I have no problem with the existence of revival effects; as characters are expceted to now and then get unlucky and die, the game kinda demands them.

The 1e mechanic for handling such was, I still think, far more useful than the 3e version. A revived character lost a point of Con., and could never be revived in total more times than its original Con. score. That, and there was a small % chance of the revival effect failing, dependent on one's Con. before the latest death, and *that* is a roll people sweat over, because if you blow it the death is permanent. In my game, there's about a 5-7000 g.p. cost for raise (but it needs the whole corpse in somewhat-reasonable condition), more like 12K-ish for resurrection (only needs a part of the corpse e.g. tooth, finger, etc.).

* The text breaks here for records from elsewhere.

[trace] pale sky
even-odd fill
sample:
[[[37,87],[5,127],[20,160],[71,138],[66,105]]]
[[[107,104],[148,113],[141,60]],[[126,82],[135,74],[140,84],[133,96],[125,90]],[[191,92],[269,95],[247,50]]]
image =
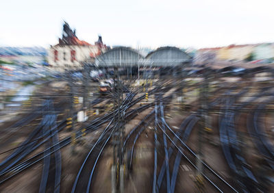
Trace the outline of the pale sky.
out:
[[[108,45],[213,47],[274,42],[273,0],[9,0],[0,46],[58,43],[63,20],[80,40]]]

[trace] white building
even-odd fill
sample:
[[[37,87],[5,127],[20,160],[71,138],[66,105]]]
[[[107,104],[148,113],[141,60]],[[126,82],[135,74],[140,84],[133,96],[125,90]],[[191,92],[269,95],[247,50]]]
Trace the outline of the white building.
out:
[[[100,55],[106,49],[101,36],[92,45],[79,40],[75,35],[75,30],[73,31],[68,24],[64,23],[62,38],[59,38],[59,44],[50,47],[48,61],[53,70],[79,70],[82,67],[82,62]]]

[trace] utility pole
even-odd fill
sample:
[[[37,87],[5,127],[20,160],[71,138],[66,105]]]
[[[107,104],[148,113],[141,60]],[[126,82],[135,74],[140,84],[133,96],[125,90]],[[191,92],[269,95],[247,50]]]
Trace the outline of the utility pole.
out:
[[[120,66],[121,66],[121,55],[120,51]],[[114,66],[114,106],[118,110],[117,115],[114,117],[114,132],[112,137],[113,145],[113,166],[112,168],[112,192],[124,192],[124,155],[122,152],[122,146],[125,137],[125,112],[122,109],[123,100],[123,88],[120,79],[119,68]]]
[[[204,188],[204,181],[202,173],[203,172],[203,144],[204,144],[204,131],[206,128],[206,118],[208,111],[208,101],[207,101],[207,93],[208,91],[208,75],[207,70],[203,72],[204,79],[202,83],[200,84],[200,103],[201,103],[201,111],[200,111],[200,127],[198,129],[198,154],[197,158],[197,174],[196,180],[197,187],[199,191],[202,191]]]

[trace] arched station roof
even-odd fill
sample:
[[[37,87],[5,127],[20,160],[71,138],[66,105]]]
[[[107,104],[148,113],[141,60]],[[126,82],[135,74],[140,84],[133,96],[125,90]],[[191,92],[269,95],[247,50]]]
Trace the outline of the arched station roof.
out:
[[[144,57],[137,51],[125,47],[117,47],[95,59],[97,66],[130,66],[143,62]]]
[[[157,49],[149,53],[145,57],[152,66],[174,66],[191,61],[191,57],[179,48],[164,47]]]

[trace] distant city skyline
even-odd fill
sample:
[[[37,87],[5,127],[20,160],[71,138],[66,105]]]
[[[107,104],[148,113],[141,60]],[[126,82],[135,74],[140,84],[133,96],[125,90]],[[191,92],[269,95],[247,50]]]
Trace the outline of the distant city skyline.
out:
[[[274,42],[273,1],[5,1],[0,47],[58,43],[66,21],[110,46],[216,47]]]

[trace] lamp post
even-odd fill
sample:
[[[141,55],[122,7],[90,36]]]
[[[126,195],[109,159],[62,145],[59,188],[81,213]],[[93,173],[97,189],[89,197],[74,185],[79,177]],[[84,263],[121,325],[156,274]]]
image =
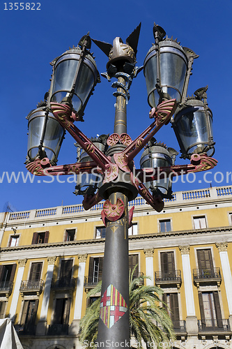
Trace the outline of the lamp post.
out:
[[[128,202],[139,193],[160,211],[164,207],[163,198],[171,198],[173,176],[208,170],[217,162],[210,157],[214,143],[212,113],[208,108],[206,91],[199,89],[195,93],[196,98],[186,98],[192,62],[198,56],[182,47],[176,40],[164,38],[165,31],[155,24],[155,43],[144,61],[148,103],[152,107],[149,117],[153,121],[134,140],[127,135],[129,89],[143,68],[136,66],[139,32],[140,24],[125,43],[121,38],[116,38],[113,45],[93,40],[109,57],[107,73],[102,75],[109,81],[116,79],[112,84],[116,91],[114,93],[116,105],[111,135],[89,139],[74,124],[75,121],[83,121],[84,107],[100,82],[89,51],[91,40],[88,34],[81,39],[77,47],[52,62],[53,75],[47,101],[42,110],[38,107],[29,116],[27,169],[41,176],[76,173],[75,193],[84,195],[85,209],[105,200],[102,218],[107,230],[98,336],[98,342],[103,347],[115,347],[117,343],[117,346],[125,348],[130,341],[128,228],[134,207],[128,211]],[[190,158],[190,164],[175,165],[176,151],[154,139],[160,128],[171,120],[182,156]],[[55,126],[49,128],[49,122]],[[79,161],[57,166],[54,160],[64,130],[72,135],[82,153]],[[47,143],[49,137],[52,142]],[[141,168],[136,170],[133,160],[144,147]],[[91,174],[88,181],[86,175],[81,178],[84,172]],[[102,179],[98,185],[93,183],[96,177]]]

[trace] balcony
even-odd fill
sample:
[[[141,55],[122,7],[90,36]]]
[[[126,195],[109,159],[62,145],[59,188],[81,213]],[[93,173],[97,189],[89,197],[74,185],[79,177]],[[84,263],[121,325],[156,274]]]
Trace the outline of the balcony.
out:
[[[197,287],[200,284],[212,285],[217,283],[219,286],[222,282],[220,268],[194,269],[193,279]]]
[[[217,335],[219,335],[224,332],[231,332],[229,319],[199,320],[198,328],[199,332],[208,334],[217,334]]]
[[[171,285],[177,286],[181,284],[180,270],[173,270],[171,272],[155,272],[155,282],[159,287]]]
[[[54,290],[74,290],[76,285],[75,278],[52,279],[51,288]]]
[[[0,295],[3,297],[4,295],[7,298],[10,296],[12,292],[12,289],[13,286],[13,281],[1,281],[0,283]]]
[[[174,320],[172,322],[173,330],[176,335],[186,334],[186,324],[185,320]]]
[[[31,324],[15,325],[15,329],[18,336],[35,336],[36,325]]]
[[[20,288],[20,294],[24,296],[24,294],[36,293],[38,296],[42,291],[45,281],[43,280],[25,280],[21,282]]]
[[[68,325],[49,325],[47,336],[62,336],[68,334]]]
[[[102,276],[84,276],[84,287],[86,292],[90,288],[95,288],[99,281],[102,280]]]

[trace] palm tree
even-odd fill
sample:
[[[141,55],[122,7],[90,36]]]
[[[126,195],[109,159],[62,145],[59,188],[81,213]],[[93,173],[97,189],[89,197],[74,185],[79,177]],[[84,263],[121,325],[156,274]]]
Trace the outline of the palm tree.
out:
[[[175,339],[171,320],[165,309],[160,306],[162,290],[154,285],[145,285],[144,281],[149,276],[134,276],[134,269],[130,272],[130,336],[134,336],[139,348],[144,341],[146,347]],[[101,291],[101,281],[88,293],[87,297]],[[99,297],[86,309],[80,322],[79,341],[86,347],[96,340],[100,313]],[[166,304],[165,304],[166,305]]]

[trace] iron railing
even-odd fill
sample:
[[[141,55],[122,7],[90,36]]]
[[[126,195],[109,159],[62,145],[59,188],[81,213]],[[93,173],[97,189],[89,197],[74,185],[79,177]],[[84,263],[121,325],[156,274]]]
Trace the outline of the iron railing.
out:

I have it that someone raised is effectively bedridden for a day, then is ready to go at full h.p. *unless* the corpse was not in good enough condition to be raised in the first place, in which case it'll die again shortly after revival unless other curings are done quickly. A resurrection gets you back completely, and after about a 5-minute readjustment to the land of the living you're as good as new. And a well-worded wish can bypass everything, including penalties.

I'm not enamoured of the lose-a-level penalty in 3e; in fact, I've had the occasional bizarre instance where a character has *gained* ExP while dead! (don't ask, it's a *long* story...) I'm also not fond of there being no chance for the death to be permanent; that the revival might not work, and the only limit to the number of times you can come back being the number of levels you have to burn...levels, after all, are a renewable resource.

The one thing I did do to make death a bit more serious was to increase the chance of failing the revival if you had died more than once before, and that seems to have worked out OK.

Lanefan
 

Lanefan said:
The 1e mechanic for handling such was, I still think, far more useful than the 3e version. A revived character lost a point of Con., and could never be revived in total more times than its original Con. score. That, and there was a small % chance of the revival effect failing, dependent on one's Con. before the latest death, and *that* is a roll people sweat over, because if you blow it the death is permanent. In my game, there's about a 5-7000 g.p. cost for raise (but it needs the whole corpse in somewhat-reasonable condition), more like 12K-ish for resurrection (only needs a part of the corpse e.g. tooth, finger, etc.).

That is basically what I do (see above). I use a hyrbrid mesh of 1e/3e. It has the feel of the 1e rules with the mechanics of 3e rules.